Thanks to CBB Research Symposium Co-Chairs Amy Green, Kris Johnson and Melissa Sherrill Martin, the ladies of Cattle Baron’s Ball headed their SUVs toward downtown Dallas on Monday, April 30, for the 2018 Research Symposium hosted by The Adolphus, Mary Kay and The Deason Foundation and sponsored by Nancy C. and Richard R. Rogers, Mary Kay Inc. and The Deason Foundation.
The annual update serves as a reminder that despite all the fun, fashions and festivities, CBB’s purpose is to raise funds for researchers in their efforts to treat and beat cancer.
The evening’s location was an update in itself. It was the newly refreshed Adolphus. And while some might have expected the gathering of 100 to have taken place in the second level ballroom, guests like Isabell Novakov with Trey Higginbotham, Olivia Kearney, Kristina Wrenn, Nikki Webb, Annika Cail, Susan Farris, Nancy Gopez, Joanna Clarke and Doug Deason with Jacki Pick were directed to the elevators that took them to the 19th floor, which in earlier days had been known as The Century Room and “the epicenter of Dallas entertainment for decades.” In the 1970s, it was transformed into additional luxury suites. However, with the recent restoration of the hotel, the ballroom was being brought back to past glories. Little did the ladies know that legend has it that the ghost of jilted bride has been known to wander the floor. Seems it was back in the 1930s when the bridegroom no-showed and the bride was later found hanging from the ballroom’s balcony.
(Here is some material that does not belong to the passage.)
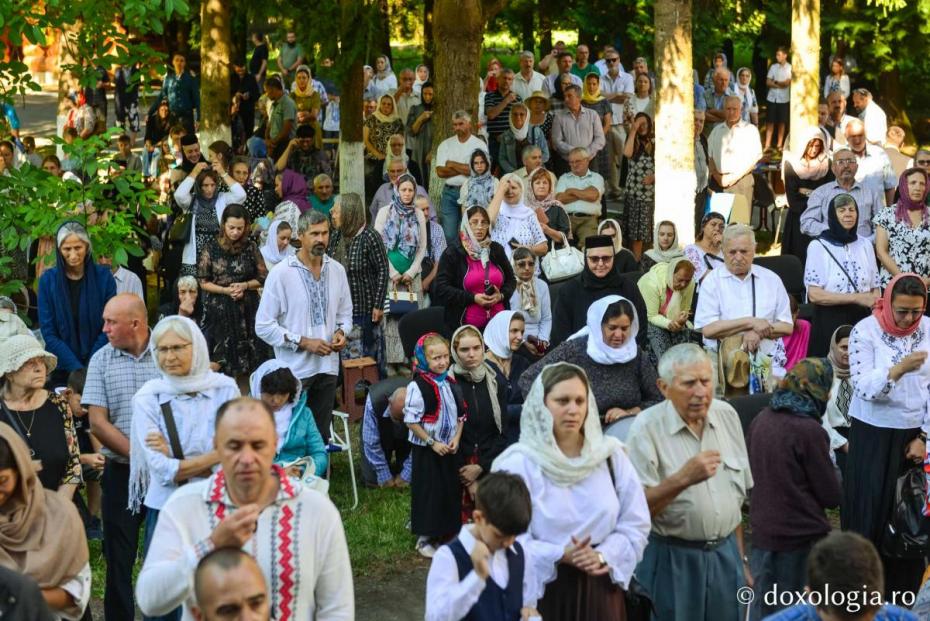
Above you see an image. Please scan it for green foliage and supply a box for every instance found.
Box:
[0,128,165,293]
If the ghost was in attendance on this evening, she was able to hear UT Southwestern Medical Center’s Assistant Professor of Radiation Oncology Dr. Puneeth Iyengar on “Unchecked Adipocyte Lipolysis and Tumor Progression in Cachexia.” His “focus has been on developing new indications for uses of SAbR and hypofractionation for lunch cancer.” Puneeth and his team are also “attempting to understand how tumors can cause metabolic changes leading to fat and muscle wasting, resulting in reduced survival.
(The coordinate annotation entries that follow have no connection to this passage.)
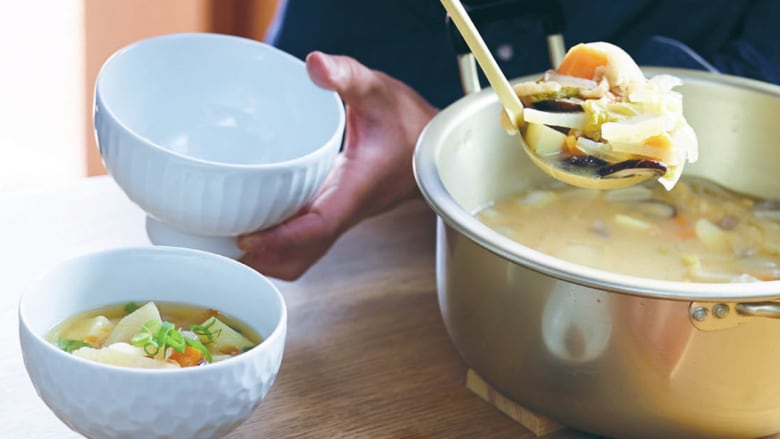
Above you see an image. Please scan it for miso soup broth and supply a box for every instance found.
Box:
[476,177,780,282]
[47,302,262,369]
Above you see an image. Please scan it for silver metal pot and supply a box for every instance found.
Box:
[414,69,780,438]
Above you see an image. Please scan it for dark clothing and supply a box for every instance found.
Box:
[272,0,780,107]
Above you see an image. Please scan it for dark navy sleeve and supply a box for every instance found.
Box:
[633,0,780,84]
[712,0,780,84]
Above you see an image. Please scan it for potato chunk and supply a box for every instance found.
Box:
[106,302,162,344]
[73,342,178,369]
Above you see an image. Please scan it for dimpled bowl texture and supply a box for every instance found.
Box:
[94,33,345,257]
[19,246,287,439]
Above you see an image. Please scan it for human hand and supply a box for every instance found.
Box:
[238,52,438,280]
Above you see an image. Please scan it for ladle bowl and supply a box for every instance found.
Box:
[441,0,666,190]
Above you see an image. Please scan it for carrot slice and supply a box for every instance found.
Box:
[168,345,203,367]
[556,43,609,79]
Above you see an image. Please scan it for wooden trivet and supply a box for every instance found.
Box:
[466,369,566,437]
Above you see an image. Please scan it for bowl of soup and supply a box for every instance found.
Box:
[19,246,287,438]
[94,33,345,258]
[414,68,780,438]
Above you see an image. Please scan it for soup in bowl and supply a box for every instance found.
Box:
[19,246,287,438]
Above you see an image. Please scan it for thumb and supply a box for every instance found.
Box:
[306,51,377,104]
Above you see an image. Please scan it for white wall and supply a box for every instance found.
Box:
[0,0,86,193]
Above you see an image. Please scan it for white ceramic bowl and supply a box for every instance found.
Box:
[94,33,345,257]
[19,247,287,439]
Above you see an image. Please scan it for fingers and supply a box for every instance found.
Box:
[306,51,379,105]
[238,212,336,280]
[238,161,365,280]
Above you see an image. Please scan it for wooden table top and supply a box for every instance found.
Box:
[0,177,586,439]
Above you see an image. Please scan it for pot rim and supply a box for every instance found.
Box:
[412,67,780,302]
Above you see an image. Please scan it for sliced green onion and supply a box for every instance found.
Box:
[57,338,92,353]
[124,302,141,314]
[130,320,213,362]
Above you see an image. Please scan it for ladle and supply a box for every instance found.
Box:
[441,0,666,189]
Joining Puneeth was UT Southwestern Medical Center’s Simmons Comprehensive Cancer Center and Department of Biochemistry Associate Professor Dr. Daniel J. Siegwart addressing “Funcational polyesters enable selective small RNA delivery to orthotopic lung tumor cells over normal cells.” Grounded in chemical design, his lab’s central goal “is to use materials chemistry to solve challenges in cancer therapy and diagnosis.